XCV
Étendue, l'album de famille contre elle, roulant et déroulant un ruban comme une malade oisive dans son lit, elle jouait avec son ruban, seule avec le bruit de la mer, seule avec son ruban. Le jetant soudain, elle ouvrit l'album, un volume massif, bardé de ferrures, relié de cuir et de velours, le feuilleta. Assise auprès d'un guéridon festonné, une arrière-grand-mère en crinoline, l'œil dur, armée d'une Bible maintenue entrouverte par l'index. Un petit grand-oncle colonel, accoudé à une colonne torse, debout et malin devant un palmier peint sur une toile de fond, les jambes désinvoltes et croisées, un pied mutin reposant sur sa pointe. Elle à six mois, bébé bien nourri, honorable et gai sur son coussin. Papa recevant un diplôme de docteur honoris causa. Oncle Agrippa présidant une réunion du Consistoire de l'Eglise nationale protestante. Elle à treize ans, en chaussettes et mollets nus. Cousin Aymon, ministre à Paris, en compagnie du personnel de la légation. Tantlérie prenant le thé avec une grande dame anglaise. Une garden-party chez Tantlérie.

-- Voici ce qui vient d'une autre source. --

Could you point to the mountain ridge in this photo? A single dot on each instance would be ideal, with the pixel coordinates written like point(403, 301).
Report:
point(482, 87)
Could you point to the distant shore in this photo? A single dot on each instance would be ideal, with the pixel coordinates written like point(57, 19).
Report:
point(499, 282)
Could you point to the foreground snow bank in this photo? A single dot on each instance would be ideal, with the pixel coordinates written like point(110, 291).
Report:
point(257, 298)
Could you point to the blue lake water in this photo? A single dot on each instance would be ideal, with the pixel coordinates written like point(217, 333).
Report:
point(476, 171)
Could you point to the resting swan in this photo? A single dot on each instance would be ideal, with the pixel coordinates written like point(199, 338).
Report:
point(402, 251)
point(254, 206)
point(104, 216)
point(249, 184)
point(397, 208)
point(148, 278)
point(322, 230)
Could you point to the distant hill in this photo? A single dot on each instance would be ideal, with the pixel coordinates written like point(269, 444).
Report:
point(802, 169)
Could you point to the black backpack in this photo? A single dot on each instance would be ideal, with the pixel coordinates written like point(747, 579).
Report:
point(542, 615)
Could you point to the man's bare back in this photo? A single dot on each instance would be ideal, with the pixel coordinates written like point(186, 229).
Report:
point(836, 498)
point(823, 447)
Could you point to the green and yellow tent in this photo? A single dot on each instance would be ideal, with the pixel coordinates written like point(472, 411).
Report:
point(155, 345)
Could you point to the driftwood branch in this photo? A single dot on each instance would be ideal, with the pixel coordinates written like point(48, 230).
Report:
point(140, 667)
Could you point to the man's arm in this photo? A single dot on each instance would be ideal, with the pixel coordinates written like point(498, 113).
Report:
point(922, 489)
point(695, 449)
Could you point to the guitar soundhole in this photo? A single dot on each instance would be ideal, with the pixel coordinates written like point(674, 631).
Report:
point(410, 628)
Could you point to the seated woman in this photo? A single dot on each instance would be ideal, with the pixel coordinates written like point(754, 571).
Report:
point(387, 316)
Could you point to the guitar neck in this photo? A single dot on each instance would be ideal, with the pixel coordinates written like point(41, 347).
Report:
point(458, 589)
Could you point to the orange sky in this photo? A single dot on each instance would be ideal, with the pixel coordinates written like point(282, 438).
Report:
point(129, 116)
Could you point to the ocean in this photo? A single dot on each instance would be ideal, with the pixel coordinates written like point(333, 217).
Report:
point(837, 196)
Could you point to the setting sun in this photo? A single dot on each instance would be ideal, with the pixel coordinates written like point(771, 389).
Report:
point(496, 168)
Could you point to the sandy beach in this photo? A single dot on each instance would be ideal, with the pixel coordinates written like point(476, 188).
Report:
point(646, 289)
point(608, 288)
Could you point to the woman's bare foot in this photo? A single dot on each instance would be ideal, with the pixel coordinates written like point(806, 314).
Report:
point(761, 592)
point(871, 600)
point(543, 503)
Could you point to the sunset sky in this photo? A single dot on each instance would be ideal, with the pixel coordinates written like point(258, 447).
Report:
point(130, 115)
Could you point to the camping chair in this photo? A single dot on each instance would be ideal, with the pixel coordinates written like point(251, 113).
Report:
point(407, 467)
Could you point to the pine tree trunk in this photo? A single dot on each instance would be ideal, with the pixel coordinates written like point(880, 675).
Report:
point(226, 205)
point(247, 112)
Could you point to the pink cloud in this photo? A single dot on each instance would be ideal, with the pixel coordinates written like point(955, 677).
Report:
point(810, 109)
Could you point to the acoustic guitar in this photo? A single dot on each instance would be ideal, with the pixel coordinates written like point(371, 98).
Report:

Elle referma l'album, assujettit les languettes d'argent, porta un chocolat à sa bouche, en laissa fondre la boueuse amertume. Toute la bonne société de Genève y était, à cette garden-party. Des gens sympathiques, distingués. Elle tourmenta ses cheveux, les boucla, les déboucla. Les coins de ses lèvres s'abaissèrent en une grimace enfantine, son diaphragme se contracta et l'air contenu dans ses poumons sortit brusquement. Bref, un sanglot. Dehors, immortelle, la mer.
Ô la montagne en Suisse, les séjours à la montagne en été, avec Éliane. Étendues sous un sapin bourdonnant, se tenant par la main, leur bonheur d'écouter les coups lointains, coups battus par quelque paysan sur une faux, coups martelés pour affûter la lame, coups réguliers, venus à travers l'air de diamant, clairs et sonnants dans le grand soleil d'été, rassurants. Ô sa montagne où tout vivait dans le grand été, les insectes travaillant sous le soleil, leur activité, les petits à nourrir, les fourmis pressées, les hommes simples et forts qui fauchaient, simples et bons avec leurs longues moustaches, qui fauchaient, travailleurs, honnêtes montagnards suisses, simples et sûrs, chrétiens.
Elle éteignit, se mit sur le côté, sentit une odeur de poussière et de fort soleil, revit le grenier de Tantlérie où, pendant les vacances, elle et sa sœur étaient en secret de grandes actrices en vieilles robes dénichées dans des malles, maigres adolescentes trop vite grandies, déclamant une tragédie avec des gestes mourants, des râles de passion, elle Phèdre rauque d'amour, Éliane loyal Hippolyte, et soudain des rires fous, rires de jeunesse. Elle ralluma pourvoir l'heure. Minuit bientôt et pas sommeil. Elle reprit la photographie d'elle à treize ans, l'examina. Attirante, cette fillette avec ses boucles et son grand nœud de ruban.
Dans la salle de bains, en courte jupe de tennis et maillot moulant ses seins fastueux, mollets nus, chaussettes et souliers de tennis, elle farda ses lèvres et ses yeux, mouilla ses cheveux, se confectionna des anglaises, noua un large ruban bleu dans ses cheveux, recula pour mieux se voir dans la glace. Cette fillette maquillée était troublante. Elle s'assit, croisa ses jambes, pointa sa langue, humecta sa lèvre supérieure, croisa plus haut ses jambes.
Non, non, murmura-t-elle, et elle se leva brusquement, ôta son maquillage, défit ses boucles, se débarrassa du déguisement enfantin, s'immobilisa. Oui, aller lui parler, tout lui avouer, se libérer. Indigne de lui avoir caché cela pendant si longtemps. Recoiffée, elle passa une robe de chambre et des sandales blanches, se parfuma pour se donner du courage, alla demander conseil à la glace.